Thermal conductivity is a key concept when discussing heat conduction. It is a material-specific trait that tells us how well the material conducts heat. Mathematically, it is denoted by the symbol \(k\) and is measured in watts per meter-kelvin (\(W/m\cdot K\)). The higher the thermal conductivity, the more efficient the material is at transferring heat. In the context of the iron base plate in the exercise, the thermal conductivity is given as \(k=18 W/m\cdot K\), indicating it transfers heat effectively.

One interesting point to be noted here is that when we talk about thermal conductivity in a steady one-dimensional heat transfer situation, it assumes a constant value within the material, implying uniform heat transfer characteristics across the material. Therefore, in the solved problem, the rate of heat flow through the iron's base plate is consistent, leading to the establishment of a steady temperature profile that can be determined by solving appropriate mathematical equations under given boundary conditions.

In the realm of heat transfer, the term 'steady' implies that temperature does not change with time, while 'one-dimensional' specifies that heat flows in only one direction. Steady one-dimensional heat transfer is a simplified scenario that is often used to model heat transfer in systems where temperature gradients exist in only one dimension and remain constant over time.

In our discussed exercise, the heat transfer through the thickness of the iron's base plate represents a classic example of steady one-dimensional heat transfer. This assumption simplifies the problem, allowing us to use the basic heat conduction equation \(\frac{d^{2} T}{d x^{2}}=0\) to describe the system. The solution to this differential equation points to a linear temperature gradient within the base plate, making the analysis far more manageable and the computation of temperature profiles straightforward once the boundary conditions are addressed.

Boundary conditions are essential for solving differential equations in heat transfer problems as they define how the system interacts with its surroundings. They're set based on the physical constraints and forces acting at the boundaries of the system. There are generally two types of boundary conditions in heat transfer: temperature-based (Dirichlet) and flux-based (Neumann).

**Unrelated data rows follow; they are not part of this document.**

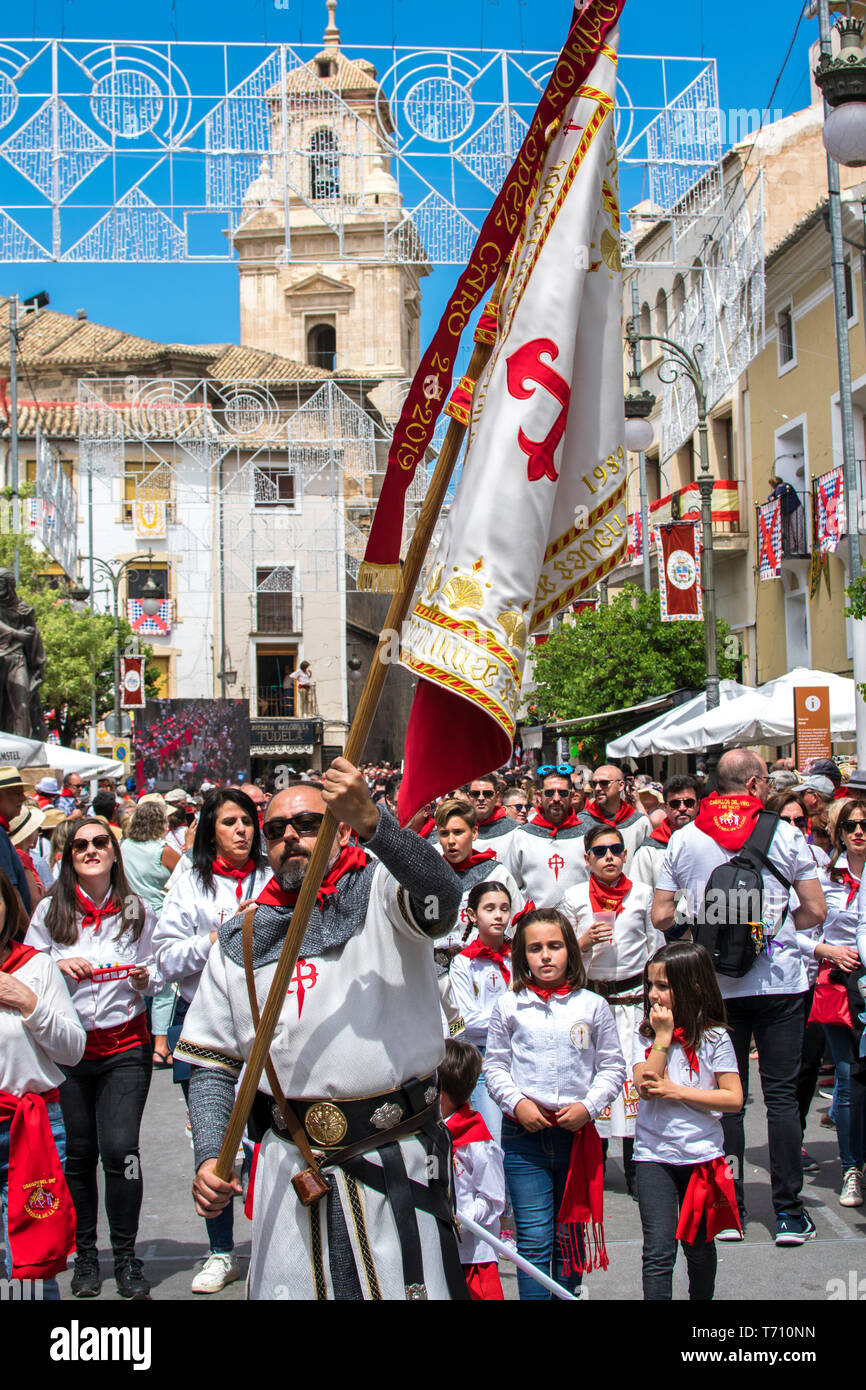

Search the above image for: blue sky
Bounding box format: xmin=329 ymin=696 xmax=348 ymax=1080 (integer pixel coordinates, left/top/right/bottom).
xmin=0 ymin=0 xmax=817 ymax=350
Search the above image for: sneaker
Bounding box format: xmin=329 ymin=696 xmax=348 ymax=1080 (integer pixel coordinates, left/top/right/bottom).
xmin=776 ymin=1211 xmax=817 ymax=1245
xmin=114 ymin=1255 xmax=150 ymax=1300
xmin=70 ymin=1251 xmax=103 ymax=1298
xmin=192 ymin=1254 xmax=240 ymax=1294
xmin=840 ymin=1168 xmax=863 ymax=1207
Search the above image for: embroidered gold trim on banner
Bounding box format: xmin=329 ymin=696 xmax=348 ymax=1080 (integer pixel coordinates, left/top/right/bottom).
xmin=343 ymin=1173 xmax=382 ymax=1302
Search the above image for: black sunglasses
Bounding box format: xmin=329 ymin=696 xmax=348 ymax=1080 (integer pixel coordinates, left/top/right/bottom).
xmin=261 ymin=810 xmax=325 ymax=841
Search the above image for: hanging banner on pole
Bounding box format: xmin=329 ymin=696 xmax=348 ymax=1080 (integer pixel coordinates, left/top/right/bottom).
xmin=121 ymin=656 xmax=145 ymax=709
xmin=758 ymin=498 xmax=781 ymax=580
xmin=655 ymin=521 xmax=703 ymax=623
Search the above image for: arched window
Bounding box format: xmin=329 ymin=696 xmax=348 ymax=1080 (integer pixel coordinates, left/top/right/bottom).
xmin=310 ymin=126 xmax=339 ymax=202
xmin=653 ymin=289 xmax=667 ymax=335
xmin=307 ymin=324 xmax=336 ymax=371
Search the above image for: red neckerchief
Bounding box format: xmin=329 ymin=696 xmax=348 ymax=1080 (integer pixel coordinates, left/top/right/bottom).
xmin=677 ymin=1158 xmax=742 ymax=1245
xmin=75 ymin=884 xmax=121 ymax=931
xmin=539 ymin=1105 xmax=610 ymax=1275
xmin=460 ymin=937 xmax=512 ymax=984
xmin=256 ymin=845 xmax=370 ymax=908
xmin=694 ymin=791 xmax=763 ymax=851
xmin=649 ymin=819 xmax=674 ymax=845
xmin=589 ymin=873 xmax=634 ymax=917
xmin=0 ymin=1089 xmax=75 ymax=1279
xmin=530 ymin=980 xmax=573 ymax=1004
xmin=445 ymin=849 xmax=496 ymax=873
xmin=584 ymin=801 xmax=634 ymax=826
xmin=0 ymin=941 xmax=39 ymax=974
xmin=445 ymin=1104 xmax=493 ymax=1150
xmin=214 ymin=855 xmax=256 ymax=902
xmin=530 ymin=810 xmax=580 ymax=840
xmin=840 ymin=867 xmax=860 ymax=908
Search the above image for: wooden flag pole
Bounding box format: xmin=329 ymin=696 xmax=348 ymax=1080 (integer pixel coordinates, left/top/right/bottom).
xmin=215 ymin=263 xmax=507 ymax=1182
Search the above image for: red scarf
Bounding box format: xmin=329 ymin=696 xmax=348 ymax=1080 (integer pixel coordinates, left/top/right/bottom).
xmin=649 ymin=820 xmax=674 ymax=845
xmin=445 ymin=849 xmax=496 ymax=873
xmin=539 ymin=1106 xmax=610 ymax=1275
xmin=584 ymin=801 xmax=634 ymax=826
xmin=0 ymin=942 xmax=75 ymax=1279
xmin=644 ymin=1029 xmax=701 ymax=1076
xmin=445 ymin=1104 xmax=493 ymax=1150
xmin=695 ymin=791 xmax=763 ymax=851
xmin=530 ymin=810 xmax=580 ymax=840
xmin=840 ymin=869 xmax=860 ymax=908
xmin=460 ymin=937 xmax=512 ymax=984
xmin=528 ymin=980 xmax=573 ymax=1004
xmin=589 ymin=873 xmax=634 ymax=917
xmin=677 ymin=1158 xmax=741 ymax=1245
xmin=75 ymin=884 xmax=122 ymax=931
xmin=256 ymin=845 xmax=370 ymax=908
xmin=214 ymin=855 xmax=256 ymax=902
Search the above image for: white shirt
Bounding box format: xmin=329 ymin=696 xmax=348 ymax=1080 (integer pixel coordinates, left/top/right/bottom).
xmin=153 ymin=867 xmax=272 ymax=1004
xmin=445 ymin=1120 xmax=505 ymax=1265
xmin=657 ymin=820 xmax=817 ymax=999
xmin=631 ymin=1029 xmax=737 ymax=1163
xmin=0 ymin=952 xmax=88 ymax=1095
xmin=484 ymin=988 xmax=626 ymax=1120
xmin=559 ymin=883 xmax=664 ymax=980
xmin=24 ymin=888 xmax=164 ymax=1033
xmin=449 ymin=954 xmax=512 ymax=1048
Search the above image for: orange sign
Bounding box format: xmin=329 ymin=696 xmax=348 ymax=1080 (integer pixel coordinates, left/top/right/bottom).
xmin=794 ymin=685 xmax=833 ymax=773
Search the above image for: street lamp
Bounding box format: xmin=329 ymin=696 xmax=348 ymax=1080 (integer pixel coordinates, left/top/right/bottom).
xmin=626 ymin=318 xmax=719 ymax=710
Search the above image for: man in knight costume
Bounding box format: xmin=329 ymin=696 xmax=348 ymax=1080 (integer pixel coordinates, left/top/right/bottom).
xmin=175 ymin=758 xmax=475 ymax=1300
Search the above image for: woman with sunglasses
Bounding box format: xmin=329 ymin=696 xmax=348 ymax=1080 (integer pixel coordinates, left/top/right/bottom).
xmin=559 ymin=826 xmax=664 ymax=1201
xmin=25 ymin=816 xmax=161 ymax=1298
xmin=766 ymin=787 xmax=830 ymax=1173
xmin=815 ymin=801 xmax=866 ymax=1207
xmin=154 ymin=787 xmax=271 ymax=1294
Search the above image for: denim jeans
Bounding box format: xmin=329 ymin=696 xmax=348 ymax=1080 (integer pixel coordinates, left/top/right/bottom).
xmin=0 ymin=1101 xmax=67 ymax=1302
xmin=721 ymin=994 xmax=806 ymax=1216
xmin=60 ymin=1047 xmax=153 ymax=1259
xmin=502 ymin=1115 xmax=581 ymax=1301
xmin=824 ymin=1023 xmax=866 ymax=1173
xmin=635 ymin=1163 xmax=716 ymax=1302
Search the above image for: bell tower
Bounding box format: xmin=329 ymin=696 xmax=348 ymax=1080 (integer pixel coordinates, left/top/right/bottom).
xmin=234 ymin=0 xmax=431 ymax=378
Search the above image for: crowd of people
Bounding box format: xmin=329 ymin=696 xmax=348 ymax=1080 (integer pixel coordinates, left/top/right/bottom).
xmin=0 ymin=735 xmax=866 ymax=1300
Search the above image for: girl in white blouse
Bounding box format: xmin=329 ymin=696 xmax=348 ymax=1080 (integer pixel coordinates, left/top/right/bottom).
xmin=484 ymin=908 xmax=626 ymax=1298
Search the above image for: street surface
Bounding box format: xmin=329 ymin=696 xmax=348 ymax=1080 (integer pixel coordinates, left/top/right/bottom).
xmin=10 ymin=1063 xmax=866 ymax=1309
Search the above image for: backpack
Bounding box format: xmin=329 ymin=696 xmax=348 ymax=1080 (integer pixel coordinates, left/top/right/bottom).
xmin=692 ymin=810 xmax=791 ymax=980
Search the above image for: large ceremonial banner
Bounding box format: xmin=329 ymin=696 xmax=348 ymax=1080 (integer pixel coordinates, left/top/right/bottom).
xmin=399 ymin=31 xmax=627 ymax=820
xmin=135 ymin=699 xmax=250 ymax=792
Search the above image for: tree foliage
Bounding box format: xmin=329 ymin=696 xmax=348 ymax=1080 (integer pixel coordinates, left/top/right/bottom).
xmin=0 ymin=535 xmax=160 ymax=746
xmin=532 ymin=584 xmax=740 ymax=759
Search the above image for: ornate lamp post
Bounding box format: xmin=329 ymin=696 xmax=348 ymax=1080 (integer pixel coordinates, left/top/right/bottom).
xmin=626 ymin=318 xmax=719 ymax=710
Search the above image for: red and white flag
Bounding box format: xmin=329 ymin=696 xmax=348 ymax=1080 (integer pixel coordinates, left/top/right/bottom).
xmin=399 ymin=29 xmax=627 ymax=823
xmin=758 ymin=498 xmax=781 ymax=580
xmin=655 ymin=521 xmax=703 ymax=623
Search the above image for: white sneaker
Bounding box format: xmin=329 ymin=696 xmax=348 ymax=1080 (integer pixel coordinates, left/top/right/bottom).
xmin=192 ymin=1254 xmax=240 ymax=1294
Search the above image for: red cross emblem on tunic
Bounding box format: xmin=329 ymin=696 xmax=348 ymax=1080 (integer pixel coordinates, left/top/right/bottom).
xmin=286 ymin=956 xmax=318 ymax=1017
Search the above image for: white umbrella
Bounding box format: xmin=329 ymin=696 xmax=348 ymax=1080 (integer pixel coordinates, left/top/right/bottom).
xmin=671 ymin=666 xmax=855 ymax=752
xmin=607 ymin=681 xmax=749 ymax=758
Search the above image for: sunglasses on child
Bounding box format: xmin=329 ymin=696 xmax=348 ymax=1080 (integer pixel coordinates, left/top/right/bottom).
xmin=261 ymin=810 xmax=325 ymax=842
xmin=72 ymin=835 xmax=111 ymax=855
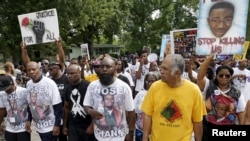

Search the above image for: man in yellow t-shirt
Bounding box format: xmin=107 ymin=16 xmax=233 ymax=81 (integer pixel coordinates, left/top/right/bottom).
xmin=141 ymin=54 xmax=206 ymax=141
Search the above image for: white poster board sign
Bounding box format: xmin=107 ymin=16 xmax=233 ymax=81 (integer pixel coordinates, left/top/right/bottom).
xmin=18 ymin=9 xmax=60 ymax=45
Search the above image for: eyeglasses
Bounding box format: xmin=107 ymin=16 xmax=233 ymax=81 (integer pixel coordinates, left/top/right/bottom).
xmin=41 ymin=63 xmax=49 ymax=65
xmin=210 ymin=17 xmax=233 ymax=25
xmin=218 ymin=74 xmax=231 ymax=79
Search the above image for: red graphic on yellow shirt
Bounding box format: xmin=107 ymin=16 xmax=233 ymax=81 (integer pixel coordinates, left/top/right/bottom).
xmin=161 ymin=100 xmax=182 ymax=122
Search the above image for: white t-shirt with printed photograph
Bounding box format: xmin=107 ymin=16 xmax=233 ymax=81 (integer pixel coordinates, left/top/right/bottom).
xmin=27 ymin=77 xmax=62 ymax=133
xmin=83 ymin=79 xmax=134 ymax=141
xmin=0 ymin=86 xmax=28 ymax=133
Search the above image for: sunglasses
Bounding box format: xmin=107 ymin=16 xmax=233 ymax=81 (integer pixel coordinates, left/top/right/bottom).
xmin=218 ymin=74 xmax=231 ymax=79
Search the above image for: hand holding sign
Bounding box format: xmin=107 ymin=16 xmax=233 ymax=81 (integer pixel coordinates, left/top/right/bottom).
xmin=32 ymin=21 xmax=45 ymax=43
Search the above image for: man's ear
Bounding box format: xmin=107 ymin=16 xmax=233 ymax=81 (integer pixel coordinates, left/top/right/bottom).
xmin=174 ymin=70 xmax=181 ymax=76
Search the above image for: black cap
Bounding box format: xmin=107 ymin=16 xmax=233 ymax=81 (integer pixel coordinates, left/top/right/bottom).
xmin=49 ymin=62 xmax=62 ymax=69
xmin=0 ymin=75 xmax=14 ymax=91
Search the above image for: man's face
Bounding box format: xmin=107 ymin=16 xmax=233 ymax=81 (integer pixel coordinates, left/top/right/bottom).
xmin=103 ymin=94 xmax=114 ymax=109
xmin=27 ymin=62 xmax=41 ymax=81
xmin=67 ymin=65 xmax=81 ymax=84
xmin=208 ymin=8 xmax=234 ymax=38
xmin=49 ymin=65 xmax=60 ymax=77
xmin=41 ymin=59 xmax=49 ymax=72
xmin=116 ymin=61 xmax=122 ymax=73
xmin=98 ymin=58 xmax=116 ymax=86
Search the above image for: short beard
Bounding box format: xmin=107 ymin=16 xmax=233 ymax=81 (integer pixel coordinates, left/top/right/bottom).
xmin=99 ymin=74 xmax=114 ymax=86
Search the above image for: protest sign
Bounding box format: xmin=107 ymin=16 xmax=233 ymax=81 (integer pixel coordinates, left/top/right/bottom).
xmin=18 ymin=9 xmax=59 ymax=45
xmin=170 ymin=28 xmax=197 ymax=58
xmin=159 ymin=34 xmax=171 ymax=61
xmin=196 ymin=0 xmax=249 ymax=55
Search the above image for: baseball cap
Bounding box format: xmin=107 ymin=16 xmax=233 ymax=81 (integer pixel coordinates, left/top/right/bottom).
xmin=0 ymin=75 xmax=14 ymax=91
xmin=49 ymin=62 xmax=62 ymax=69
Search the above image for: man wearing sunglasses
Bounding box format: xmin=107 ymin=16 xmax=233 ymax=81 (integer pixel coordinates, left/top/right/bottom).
xmin=232 ymin=60 xmax=250 ymax=91
xmin=197 ymin=55 xmax=246 ymax=141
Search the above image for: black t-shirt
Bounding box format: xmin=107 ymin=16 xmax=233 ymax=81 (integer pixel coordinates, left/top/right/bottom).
xmin=64 ymin=80 xmax=91 ymax=128
xmin=51 ymin=74 xmax=69 ymax=105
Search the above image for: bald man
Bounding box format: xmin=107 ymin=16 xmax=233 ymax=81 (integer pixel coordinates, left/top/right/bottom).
xmin=27 ymin=61 xmax=63 ymax=141
xmin=83 ymin=57 xmax=135 ymax=141
xmin=63 ymin=64 xmax=95 ymax=141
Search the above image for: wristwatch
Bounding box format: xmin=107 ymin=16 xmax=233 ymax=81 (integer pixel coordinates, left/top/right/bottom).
xmin=128 ymin=130 xmax=135 ymax=136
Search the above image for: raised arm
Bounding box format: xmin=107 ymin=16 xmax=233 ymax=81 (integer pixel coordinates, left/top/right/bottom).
xmin=187 ymin=57 xmax=197 ymax=83
xmin=56 ymin=37 xmax=65 ymax=71
xmin=20 ymin=42 xmax=30 ymax=65
xmin=197 ymin=55 xmax=214 ymax=91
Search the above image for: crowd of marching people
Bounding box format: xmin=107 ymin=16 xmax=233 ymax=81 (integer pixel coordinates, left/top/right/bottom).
xmin=0 ymin=39 xmax=250 ymax=141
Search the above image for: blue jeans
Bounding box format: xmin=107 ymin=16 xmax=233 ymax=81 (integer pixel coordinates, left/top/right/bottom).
xmin=68 ymin=124 xmax=97 ymax=141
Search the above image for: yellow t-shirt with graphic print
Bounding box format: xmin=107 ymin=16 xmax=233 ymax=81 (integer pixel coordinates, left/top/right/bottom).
xmin=141 ymin=79 xmax=206 ymax=141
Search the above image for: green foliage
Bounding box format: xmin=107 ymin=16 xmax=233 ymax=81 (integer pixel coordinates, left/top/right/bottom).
xmin=0 ymin=0 xmax=250 ymax=62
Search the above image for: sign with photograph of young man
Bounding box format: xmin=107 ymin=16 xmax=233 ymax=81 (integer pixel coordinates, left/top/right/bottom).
xmin=196 ymin=0 xmax=249 ymax=55
xmin=159 ymin=34 xmax=171 ymax=61
xmin=18 ymin=9 xmax=59 ymax=45
xmin=170 ymin=28 xmax=197 ymax=58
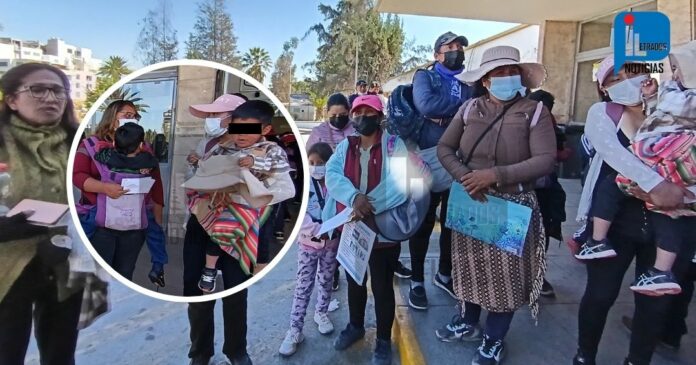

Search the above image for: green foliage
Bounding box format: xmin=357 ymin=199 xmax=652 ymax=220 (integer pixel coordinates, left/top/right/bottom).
xmin=186 ymin=0 xmax=240 ymax=68
xmin=242 ymin=47 xmax=271 ymax=83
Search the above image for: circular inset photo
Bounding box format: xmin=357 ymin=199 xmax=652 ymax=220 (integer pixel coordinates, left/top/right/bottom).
xmin=68 ymin=60 xmax=309 ymax=302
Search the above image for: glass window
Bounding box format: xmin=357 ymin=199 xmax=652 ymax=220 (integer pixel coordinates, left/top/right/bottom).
xmin=573 ymin=60 xmax=601 ymax=124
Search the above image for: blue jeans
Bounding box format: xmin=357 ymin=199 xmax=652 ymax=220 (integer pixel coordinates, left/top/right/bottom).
xmin=80 ymin=207 xmax=169 ymax=265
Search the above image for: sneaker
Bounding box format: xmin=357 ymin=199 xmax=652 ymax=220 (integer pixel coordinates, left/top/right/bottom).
xmin=539 ymin=279 xmax=556 ymax=298
xmin=334 ymin=323 xmax=365 ymax=351
xmin=631 ymin=268 xmax=681 ymax=295
xmin=394 ymin=261 xmax=411 ymax=279
xmin=147 ymin=263 xmax=165 ymax=288
xmin=228 ymin=352 xmax=253 ymax=365
xmin=435 ymin=314 xmax=481 ymax=342
xmin=314 ymin=312 xmax=333 ymax=335
xmin=372 ymin=338 xmax=392 ymax=365
xmin=573 ymin=350 xmax=596 ymax=365
xmin=331 ymin=268 xmax=341 ymax=291
xmin=278 ymin=328 xmax=304 ymax=356
xmin=471 ymin=335 xmax=505 ymax=365
xmin=198 ymin=267 xmax=217 ymax=293
xmin=408 ymin=285 xmax=428 ymax=310
xmin=433 ymin=273 xmax=457 ymax=299
xmin=575 ymin=238 xmax=616 ymax=260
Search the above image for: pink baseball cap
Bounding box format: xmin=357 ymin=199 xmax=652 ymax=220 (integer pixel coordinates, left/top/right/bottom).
xmin=350 ymin=95 xmax=384 ymax=114
xmin=189 ymin=94 xmax=246 ymax=118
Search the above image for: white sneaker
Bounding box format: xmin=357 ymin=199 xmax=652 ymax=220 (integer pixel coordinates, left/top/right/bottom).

In the example of the iron's base plate, we have a flux-based boundary condition at the inner surface where heat is being generated by the resistance heater. This is expressed by a uniform heat flux that determines the temperature gradient at that surface. Conversely, at the base plate's outer surface, the heat loss due to convection and radiation to the surroundings sets the boundary condition, which matches the heat flux leaving the plate. Adequately defining and applying these boundary conditions is critical for accurately assessing the temperature distribution within the base plate. Understanding and implementing these conditions correctly allows us to predict how the plate's temperature will react to the internal generation of heat and external cooling influences.